One study, run through a collaboration between Columbia University and the Utah-based biotechnology company Clene Nanomedicine, has been awarded a four-year grant totaling $45.1 million. The grant will support a so-called expanded access protocol designed to test a Clene therapy that’s comprised of drinkable gold nanoparticles and meant to protect nerve cells.
Also known as compassionate use, expanded access is a regulatory method that allows patients with serious or life-threatening diseases to receive experimental treatments outside of typical clinical trials. In the case of Clene’s drug, the new study will enroll 100 participants with ALS, or amyotrophic lateral sclerosis, and develop “novel tools patient recruitment to increase access for people traditionally underrepresented in clinical research and expanded access programs.”
Another of the NIH-funded studies will be led by researchers at the Sean M. Healey & AMG Center for ALS at Massachusetts General Hospital. It is set to recruit 200 ALS patients across 45 clinical sites in the U.S. and evaluate a small molecule drug from Prilenia Therapeutics that’s designed to activate a protein expressed in motor neurons.
Both Clene’s and Prilenia’s drugs have already been tested in a high-profile, first-of-its-kind “platform” trial run by the Healey Center. While neither hit the main goals of the trial, Clene and Prilenia have each identified some positive results that they say could support developing the drugs further.
The Healey Center and MassGen will also be working on the third study receiving NIH funding. Through a three-year grant, researchers there will investigate a cell therapy from Rapa Therapeutics. The expanded access protocol has a target enrollment of 40 people, and focuses on patients with reduced pulmonary function who otherwise would not be eligible for ALS trials.
The trial will contribute to the “ultimate goal of improving respiratory function and survival in this particularly high-risk ALS patient population that has essentially no other treatment options,” said Daniel Fowler, Rapa’s chief medical officer, in a statement.
The funding comes almost two years after President Joe Biden signed into law the Accelerating Access to Critical Therapies for ALS Act, known in short as ACT for ALS. Among other requirements, the act mandates the Food and Drug Administration to award grants or contracts to cover costs associated with the study of interventions meant to diagnose, prevent, mitigate, treat or cure rare nerve-destroying diseases like ALS.
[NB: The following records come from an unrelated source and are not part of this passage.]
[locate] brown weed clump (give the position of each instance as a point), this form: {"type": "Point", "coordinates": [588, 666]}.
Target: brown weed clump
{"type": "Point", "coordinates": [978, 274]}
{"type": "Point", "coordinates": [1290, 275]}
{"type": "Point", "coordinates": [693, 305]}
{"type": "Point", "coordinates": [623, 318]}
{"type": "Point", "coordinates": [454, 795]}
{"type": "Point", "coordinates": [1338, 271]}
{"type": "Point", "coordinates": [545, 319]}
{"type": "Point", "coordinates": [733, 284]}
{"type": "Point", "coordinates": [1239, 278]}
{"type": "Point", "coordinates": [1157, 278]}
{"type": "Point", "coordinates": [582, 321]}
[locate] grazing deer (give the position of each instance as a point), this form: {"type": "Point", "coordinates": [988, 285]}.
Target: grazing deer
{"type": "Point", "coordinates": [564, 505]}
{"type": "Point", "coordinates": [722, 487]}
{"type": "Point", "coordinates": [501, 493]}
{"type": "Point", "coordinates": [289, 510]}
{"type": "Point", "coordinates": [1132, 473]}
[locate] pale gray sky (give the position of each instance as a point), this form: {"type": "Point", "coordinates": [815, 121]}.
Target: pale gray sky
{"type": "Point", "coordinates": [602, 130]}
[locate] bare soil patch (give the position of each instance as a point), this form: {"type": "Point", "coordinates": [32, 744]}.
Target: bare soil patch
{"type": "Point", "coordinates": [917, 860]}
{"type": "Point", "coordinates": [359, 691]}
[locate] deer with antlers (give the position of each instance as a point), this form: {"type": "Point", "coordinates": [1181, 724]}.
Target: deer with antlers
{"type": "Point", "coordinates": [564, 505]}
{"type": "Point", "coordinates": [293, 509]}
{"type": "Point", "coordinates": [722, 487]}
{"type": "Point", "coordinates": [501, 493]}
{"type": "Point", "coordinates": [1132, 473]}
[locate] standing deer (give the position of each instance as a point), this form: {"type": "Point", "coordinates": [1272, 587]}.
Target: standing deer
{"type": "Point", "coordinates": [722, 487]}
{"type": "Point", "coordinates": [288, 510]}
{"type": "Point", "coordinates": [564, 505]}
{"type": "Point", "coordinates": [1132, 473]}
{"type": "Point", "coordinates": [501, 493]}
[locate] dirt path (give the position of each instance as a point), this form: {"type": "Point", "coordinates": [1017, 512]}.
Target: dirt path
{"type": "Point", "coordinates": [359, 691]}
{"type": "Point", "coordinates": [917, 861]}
Estimates hold that around 30,000 people in the U.S. have ALS, a progressive disease hallmarked by the decay and death of nerve cells. Over time, ALS patients lose the ability to perform essential tasks like walk, talk and breathe. They typically live just two to five years following diagnosis.
Until recently, the FDA had approved just two main medicines for the disease. Clinical testing had shown the drugs respectively offered modest benefits on function and survival.
But in the last year or so, two more treatment options received nods from the FDA. Amylyx Pharmaceuticals’ Relyvrio is now cleared for the broad ALS population, while Biogen’s Qalsody is specifically for the small portion of patients who have mutations in a gene called SOD1.